Is JAMA potentially guilty of manslaughter?

No, of course not. I would never say such a thing. Sander Greenland, though, he’s a real bomb-thrower. He writes:

JAMA doubles down on distortion – and potential manslaughter if on the basis of this article anyone prescribes HCQ in the belief it is unrelated to cardiac mortality:

– “compared with patients receiving neither drug cardiac arrest was significantly more likely in patients receiving hydroxychloroquine+azithromycin
(adjusted OR, 2.13 [95% CI, 1.12-4.05]), but not hydroxychloroquine alone (adjusted OR, 1.91 [95% CI, 0.96-3.81]).”

– never mind that the null is already not credible… see
Do You Believe in HCQ for COVID-19? It Will Break Your Heart and Hydroxychloroquine-Triggered QTc-Interval Prolongations in COVID-19 Patients.

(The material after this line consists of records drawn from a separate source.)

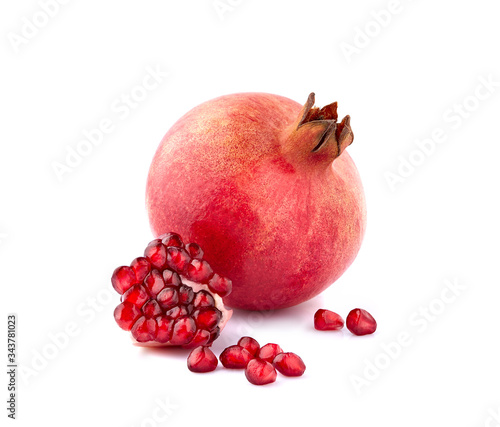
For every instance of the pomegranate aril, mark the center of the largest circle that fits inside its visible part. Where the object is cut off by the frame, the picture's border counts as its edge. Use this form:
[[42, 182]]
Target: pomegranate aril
[[136, 295], [123, 279], [194, 250], [156, 253], [289, 364], [168, 297], [186, 295], [151, 309], [207, 318], [220, 285], [214, 334], [165, 327], [202, 337], [269, 351], [260, 372], [202, 359], [141, 267], [326, 320], [199, 271], [176, 312], [250, 344], [235, 357], [126, 314], [178, 259], [145, 330], [183, 331], [171, 278], [154, 282], [171, 239], [360, 322], [203, 299]]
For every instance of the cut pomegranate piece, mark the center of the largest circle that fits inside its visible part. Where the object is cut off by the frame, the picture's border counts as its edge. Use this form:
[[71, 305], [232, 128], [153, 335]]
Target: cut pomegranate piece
[[141, 267], [326, 320], [161, 305], [202, 359], [235, 357], [360, 322], [145, 329], [250, 344], [289, 364], [126, 315], [123, 279], [269, 351], [260, 372]]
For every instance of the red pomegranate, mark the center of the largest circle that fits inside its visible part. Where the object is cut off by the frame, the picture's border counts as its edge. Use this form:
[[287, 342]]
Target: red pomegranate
[[265, 187]]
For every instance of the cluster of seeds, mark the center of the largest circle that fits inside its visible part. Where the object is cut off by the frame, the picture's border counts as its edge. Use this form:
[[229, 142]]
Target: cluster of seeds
[[358, 321], [260, 363], [171, 295]]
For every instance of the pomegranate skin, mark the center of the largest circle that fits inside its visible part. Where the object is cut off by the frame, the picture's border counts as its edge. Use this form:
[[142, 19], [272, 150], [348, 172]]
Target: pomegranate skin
[[265, 187]]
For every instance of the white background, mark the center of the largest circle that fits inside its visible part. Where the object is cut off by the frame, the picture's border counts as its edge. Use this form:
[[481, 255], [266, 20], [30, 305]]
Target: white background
[[61, 239]]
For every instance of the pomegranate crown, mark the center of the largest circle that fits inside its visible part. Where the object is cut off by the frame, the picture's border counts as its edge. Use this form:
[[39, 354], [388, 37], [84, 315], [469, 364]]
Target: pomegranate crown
[[317, 130]]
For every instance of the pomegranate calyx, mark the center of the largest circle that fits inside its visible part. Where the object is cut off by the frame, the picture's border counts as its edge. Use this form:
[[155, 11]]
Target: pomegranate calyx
[[317, 131]]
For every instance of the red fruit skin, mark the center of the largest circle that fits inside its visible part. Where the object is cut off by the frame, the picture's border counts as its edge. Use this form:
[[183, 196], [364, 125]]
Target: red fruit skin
[[289, 364], [250, 344], [260, 372], [360, 322], [326, 320], [269, 351], [235, 357], [202, 359], [279, 220]]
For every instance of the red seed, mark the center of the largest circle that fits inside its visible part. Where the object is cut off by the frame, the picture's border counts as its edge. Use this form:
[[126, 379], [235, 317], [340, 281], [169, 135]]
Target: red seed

I’m not so used to reading medical papers, but I thought this would be a good chance to learn something, so I took a look. The JAMA article in question is “Association of Treatment With Hydroxychloroquine or Azithromycin With In-Hospital Mortality in Patients With COVID-19 in New York State,” and here are its key findings:

In a retrospective cohort study of 1438 patients hospitalized in metropolitan New York, compared with treatment with neither drug, the adjusted hazard ratio for in-hospital mortality for treatment with hydroxychloroquine alone was 1.08, for azithromycin alone was 0.56, and for combined hydroxychloroquine and azithromycin was 1.35. None of these hazard ratios were statistically significant.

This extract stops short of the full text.